Shafe explains that the three key objectives of Amazon Integrator are: linking multiple, disparate platforms – such as relational databases through to corporate messaging systems; making that information better integrated and easier to access; and making it available to Web users through object services – including Microsoft’s D-Com, CORBA, Java beans, etc.

"In other words, you can use Amazon Integrator to sort of wrap legacy systems and make them available as objects, which can then be available to a Visual Basic application [client/server] or a Java application [the Web]," Shafe says.

Amazon Integrator includes the Intelligent Connectivity Engine (ICE). Further, connectivity is divided into four major areas: database access – including Oracle, Sybase, IBM and SQL server; terminal emulation – 5250 and 3270; transaction handling or message-base connectivity – via CICS, MQSeries or APPC to get back to AS/400; and distributed objects – where applications can be called to be integrators.

"We see each one of these categories as logically separate," Shafe points out. "And for each of them, we have a separate builder, a point and click facility in the development environment that enables you to access data using that technique."
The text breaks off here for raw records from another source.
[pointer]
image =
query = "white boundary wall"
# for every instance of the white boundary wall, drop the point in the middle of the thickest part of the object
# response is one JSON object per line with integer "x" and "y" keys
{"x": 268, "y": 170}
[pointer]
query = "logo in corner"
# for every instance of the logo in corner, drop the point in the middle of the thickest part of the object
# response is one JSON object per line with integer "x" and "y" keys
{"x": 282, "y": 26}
Timm Vonu, president of Intelligent Environments NA, offers the Chicago-based Aon Warranty Group as a customer that has implemented Amazon Integrator. "Aon services warranties through a series of call centers [which run on a combination of AS/400, IBM mainframe, Unix and PC platforms]," Vonu says. "We have been working with the Aon Warranty Group over the course of the past several months to re-engineer one of their existing applications specifically for the PC warranty business, to handle in-bound claims against these warranties. Basically it’s a call-center application that helps the customer service representatives address these issues for warranty claims."
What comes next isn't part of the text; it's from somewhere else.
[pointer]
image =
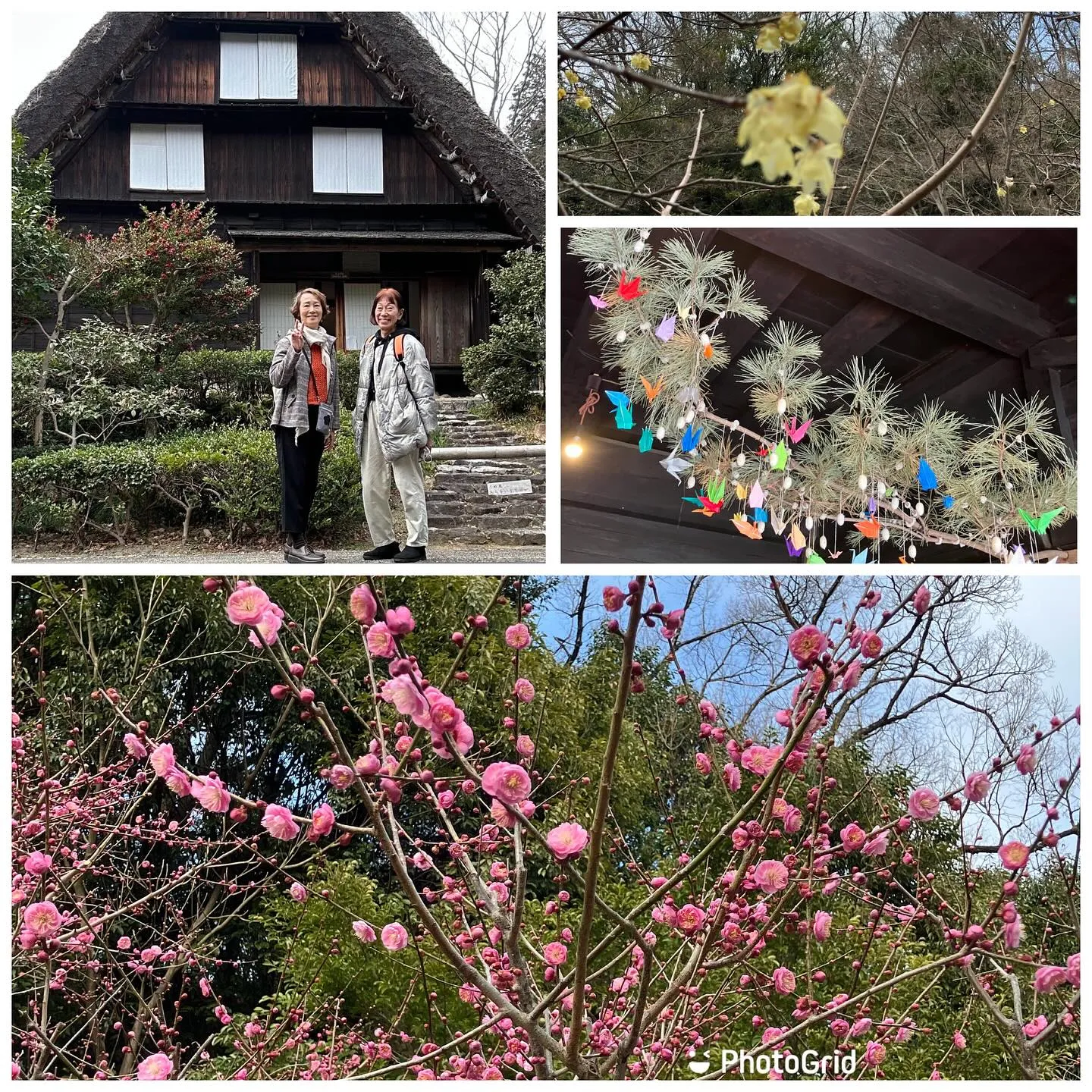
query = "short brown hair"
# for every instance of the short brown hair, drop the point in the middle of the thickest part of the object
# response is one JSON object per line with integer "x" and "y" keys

Aon has historically grown through "massive numbers" of mergers and acquisitions, according to Vonu. "They have grown by acquiring various call center vendors," he says. "With the acquisition of these vendors, they are also acquiring numerous legacy database systems and applications. They need at some point to integrate all this information across these databases into a centralized view of their customers."

Amazon Integrator will serve as Aon’s primary platform for data integration across these various entities, Web-enabling these applications for customer self-service and facilitating Y2K compliance, according to Vonu.